Michael Nielsen – Reinventing Discovery (2011)

Een makkelijk leesbaar boek waarin de auteur uitlegt hoe de wetenschap baat zou kunnen en moeten hebben van de nieuwe mogelijkheden tot samenwerking. Maar ruim 10 jaar later lijkt er nog (te) weinig voortgang geboekt. Wie weet volgt het de ketchup-theorie (van Ruud van Nistelrooij).

Online tools amplify collective intelligence: they can bring the attention of the right expert to the right problem at the right time (designed serendipity).

When we attempt to solve a hard creative problem on our own, most of our ideas go nowhere. But in a good creative collaboration, some of our ideas – ideas we couldn’t have taken any further on our own – stimulate other people to come up with daughter ideas of their own. Those, in turn, stimulate other people to come up with still more ideas. And so on.
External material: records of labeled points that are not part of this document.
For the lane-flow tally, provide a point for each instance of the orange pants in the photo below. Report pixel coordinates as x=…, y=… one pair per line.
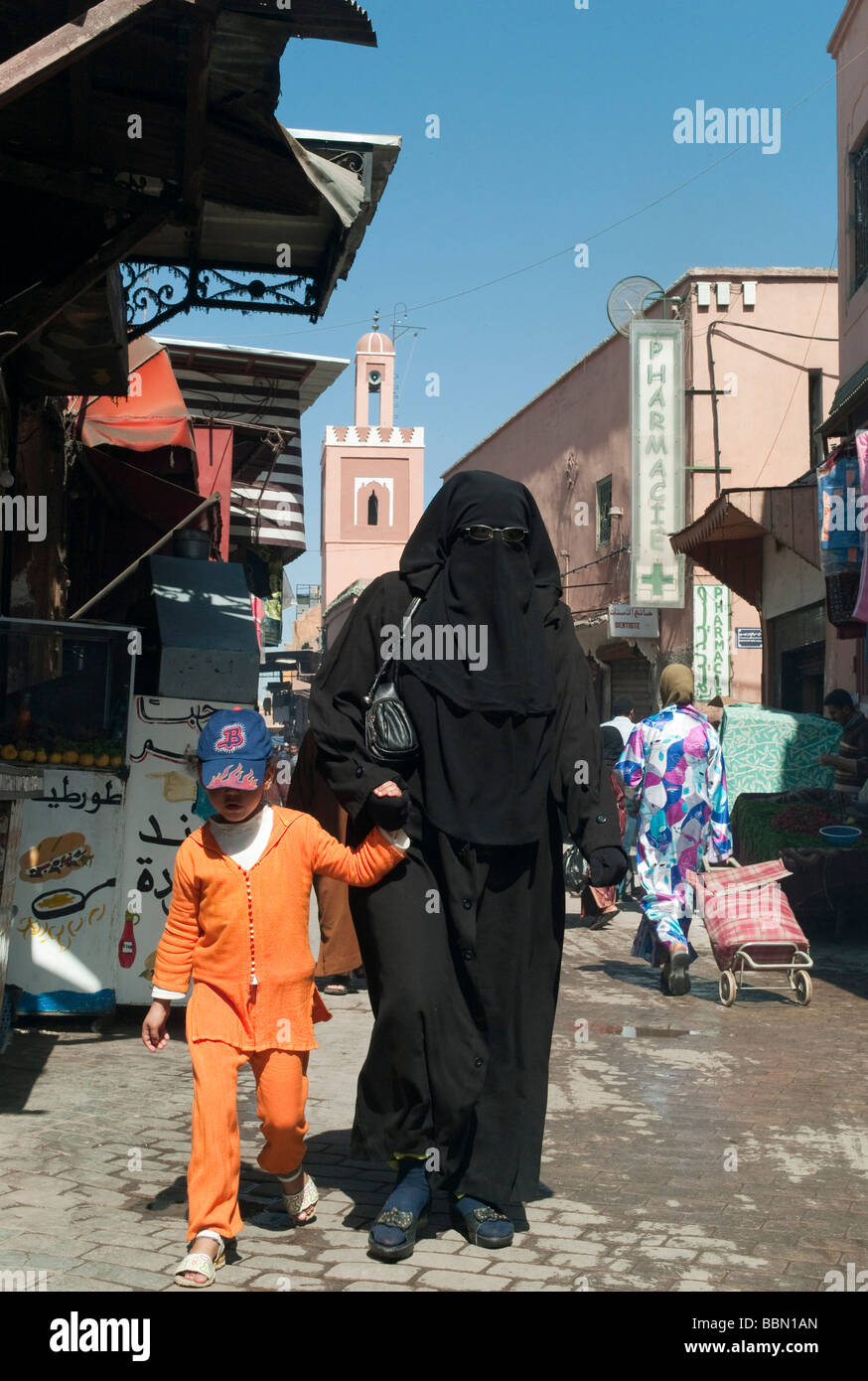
x=216, y=1160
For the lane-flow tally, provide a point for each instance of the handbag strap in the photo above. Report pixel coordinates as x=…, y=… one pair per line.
x=404, y=627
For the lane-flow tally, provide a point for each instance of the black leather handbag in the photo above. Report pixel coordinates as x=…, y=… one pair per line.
x=389, y=735
x=576, y=870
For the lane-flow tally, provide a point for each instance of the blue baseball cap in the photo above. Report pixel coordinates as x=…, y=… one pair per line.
x=233, y=750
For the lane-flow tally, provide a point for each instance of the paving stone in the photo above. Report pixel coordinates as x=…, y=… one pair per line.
x=461, y=1281
x=397, y=1272
x=521, y=1271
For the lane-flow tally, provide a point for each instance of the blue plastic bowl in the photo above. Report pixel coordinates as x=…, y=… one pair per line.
x=840, y=835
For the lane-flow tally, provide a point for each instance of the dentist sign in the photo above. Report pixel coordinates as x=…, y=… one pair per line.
x=657, y=427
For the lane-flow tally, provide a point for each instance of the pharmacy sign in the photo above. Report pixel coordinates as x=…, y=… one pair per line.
x=657, y=427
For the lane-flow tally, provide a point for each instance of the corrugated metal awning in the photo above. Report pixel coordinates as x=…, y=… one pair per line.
x=787, y=513
x=849, y=395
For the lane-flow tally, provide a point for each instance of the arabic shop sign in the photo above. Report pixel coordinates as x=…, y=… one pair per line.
x=627, y=622
x=657, y=428
x=711, y=641
x=66, y=892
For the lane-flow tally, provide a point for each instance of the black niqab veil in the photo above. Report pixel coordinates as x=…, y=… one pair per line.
x=499, y=591
x=485, y=735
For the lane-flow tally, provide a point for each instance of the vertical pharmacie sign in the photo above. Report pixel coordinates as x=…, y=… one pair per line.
x=711, y=641
x=657, y=425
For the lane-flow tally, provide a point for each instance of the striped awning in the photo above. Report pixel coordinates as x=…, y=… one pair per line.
x=261, y=395
x=269, y=507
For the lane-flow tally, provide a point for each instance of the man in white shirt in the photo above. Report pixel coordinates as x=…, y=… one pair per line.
x=621, y=719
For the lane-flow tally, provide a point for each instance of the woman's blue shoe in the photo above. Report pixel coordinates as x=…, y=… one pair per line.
x=403, y=1215
x=482, y=1224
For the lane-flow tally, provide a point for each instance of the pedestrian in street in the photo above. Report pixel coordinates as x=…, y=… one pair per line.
x=599, y=903
x=850, y=761
x=239, y=925
x=339, y=953
x=623, y=711
x=675, y=782
x=463, y=945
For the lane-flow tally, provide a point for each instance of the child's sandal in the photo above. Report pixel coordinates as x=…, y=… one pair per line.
x=203, y=1265
x=307, y=1197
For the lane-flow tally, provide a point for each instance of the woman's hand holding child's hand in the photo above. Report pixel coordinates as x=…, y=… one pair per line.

There are two reasons why online collaboration works well, where a committee would not. First, committees are often made up people who’ve been dragooned to sit in them, while collaborations are filled with enthusiastic volunteers. Second, while a committee can be greatly slowed down by a few obstructive members, online collaboration can often ignore those people.

Today, a great programmer isn’t just someone who can quickly solve a problem from scratch, but someone who is also a master of the information commons.

Historically, observation and analysis have been yoked together; the person who did the experiment was also the person who analyzed the data, but this is changing.

The compelling, addictive qualities all good computer games have: a task that’s challenging but not impossible, instant feedback on how well you’re doing, and the sense that you’re always just one step away from improvement.

It’s a symbiosis: the professionals develop the systematic understanding that underlies the mechanics of the game, and the amateurs then supply the dedicated artistry required to take best advantage of that systematic understanding.

Someone who believes ‘everyone should do this’, e.g., open science or switching sides of the road, doesn’t necessarily also believe ‘I should do this, even if no one else does’.